The group said it is obvious why the Trump administration is taking the action: It fulfills the desires of ExxonMobil and other major oil producers that have pressed for the U.S. not to reveal the taxes they pay the government.

“We strongly dispute the U.S. government’s claim that U.S. laws prevent compliance with the EITI standard when it is Exxon and Chevron’s preference for secrecy that made it impossible for the U.S. to comply,” said Corinna Gilfillan, the head of Global Witness’ U.S. office.

The watchdog group Project On Government Oversight said the legal case that Interior is attempting to make in leaving the organization is perpetuating a false narrative.

“The government is suggesting that U.S. laws restrict companies from revealing information, including taxes, but this is not the truth,” said Danielle Brian, POGO’s executive director. “The government is perpetuating a false narrative created by the oil and gas industries that protect themselves and not the American people.”
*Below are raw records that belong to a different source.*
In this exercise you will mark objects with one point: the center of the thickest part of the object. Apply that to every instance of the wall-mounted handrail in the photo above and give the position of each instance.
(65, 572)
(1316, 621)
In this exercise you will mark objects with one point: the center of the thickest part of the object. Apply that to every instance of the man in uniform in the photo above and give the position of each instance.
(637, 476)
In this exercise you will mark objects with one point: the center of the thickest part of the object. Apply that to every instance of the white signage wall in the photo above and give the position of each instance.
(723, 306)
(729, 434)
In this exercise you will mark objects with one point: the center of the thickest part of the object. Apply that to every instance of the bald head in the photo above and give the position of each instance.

Gilfillan asked: “When major Russian and Chinese oil companies are disclosing more information about their deals around the world than their U.S. counterparts, you have got to ask: what are Exxon and Chevron so desperate to hide?”

The Interior Department said the State Department, now headed by former ExxonMobil CEO Rex Tillerson, will continue to “lead the U.S. commitment” as a “supporting country,” but all its decisions with regard to the pact’s standards will be done unilaterally.

“By choosing not to implement the requirements of the EITI, the U.S. will send a message to other EITI members that they, too, can opt out of it, which would increase the potential for conflict and put U.S. troops at risk,” Gilfillan said, adding that the U.S. had been a leader in getting the rest of the world’s energy companies to be more transparent about their revenues.